Within same period of time, the aspect-index patterns are similar with each other with different types. However, the general patterns of 3 pm and Noon shades are different with each other.

**Distance_To_Hydrology**

In [None]:
g=ggplot(con_variables,aes(x='Horizontal_Distance_To_Hydrology',y='Vertical_Distance_To_Hydrology',color='Type')) +geom_point() +theme_bw()+facet_wrap('Type')
print(g)

Generally, the middle part of all seven plots are 'fatter' than the other parts.
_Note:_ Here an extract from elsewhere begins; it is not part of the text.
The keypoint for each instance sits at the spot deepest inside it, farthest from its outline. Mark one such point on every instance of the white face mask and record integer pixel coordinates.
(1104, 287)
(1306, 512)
This is because a closer place to hydrology tends to be more beneficial for the growth of plants. 

## Feature Selection

In order to reduce the dimension of the data set, I intend to implement a tree-based feature selection on the data set.

In [None]:
from sklearn.ensemble import ExtraTreesClassifier
from sklearn.feature_selection import SelectFromModel
features = train.iloc[:,0:54]
label = train['Cover_Type']
clf = ExtraTreesClassifier()
clf = clf.fit(features, label)
model = SelectFromModel(clf, prefit=True)
New_features = model.transform(features)
print(New_features.shape)

Based on the feature importance of the model, the number of features is reduced to 11. I believe that it can accelerate the process of model fitting.

## Model Fit

In [None]:
test_features = test.iloc[:,0:54]
Test_features = model.transform(test_features)
from sklearn.tree import DecisionTreeClassifier
from sklearn.ensemble import RandomForestClassifier
from sklearn.linear_model import LogisticRegression
Classifiers = [DecisionTreeClassifier(),LogisticRegression(C=0.000000001,solver='liblinear',max_iter=200),RandomForestClassifier(n_estimators=200)]

In [None]:
from sklearn.metrics import accuracy_score
Model = []
Accuracy = []
for clf in Classifiers:
    fit=clf.fit(New_features,label)
    pred=fit.predict(Test_features)
    Model.append(clf.__class__.__name__)
    Accuracy.append(accuracy_score(test['Cover_Type'],pred))
    print('Accuracy of '+clf.__class__.__name__ +' is '+str(accuracy_score(test['Cover_Type'],pred)))

In [None]:
from sklearn.metrics import confusion_matrix
confusion_matrix(test['Cover_Type'],pred)

In [None]:
importances = clf.feature_importances_
std = np.std([tree.feature_importances_ for tree in clf.estimators_],
             axis=0)
indices = np.argsort(importances)[::-1]
plt.figure()
plt.title("Feature importances")
plt.bar(range(New_features.shape[1]), importances[indices],
       color="r", yerr=std[indices], align="center")
plt.xticks(range(New_features.shape[1]), indices)
plt.xlim([-1, New_features.shape[1]])
plt.show()

**Question: Always curious about how to check the names of selected features in Python. Could any Kaggler help me with that?**

## Concluding Remark

With tree-based feature selection, the accuracy of random forest model is improved, together with the reduction of running time. The data set contains enough information for building a well-performed classification model. 

If you have any advice/suggestion, please do share your opinion! Any help/advice will be extremely appreciated!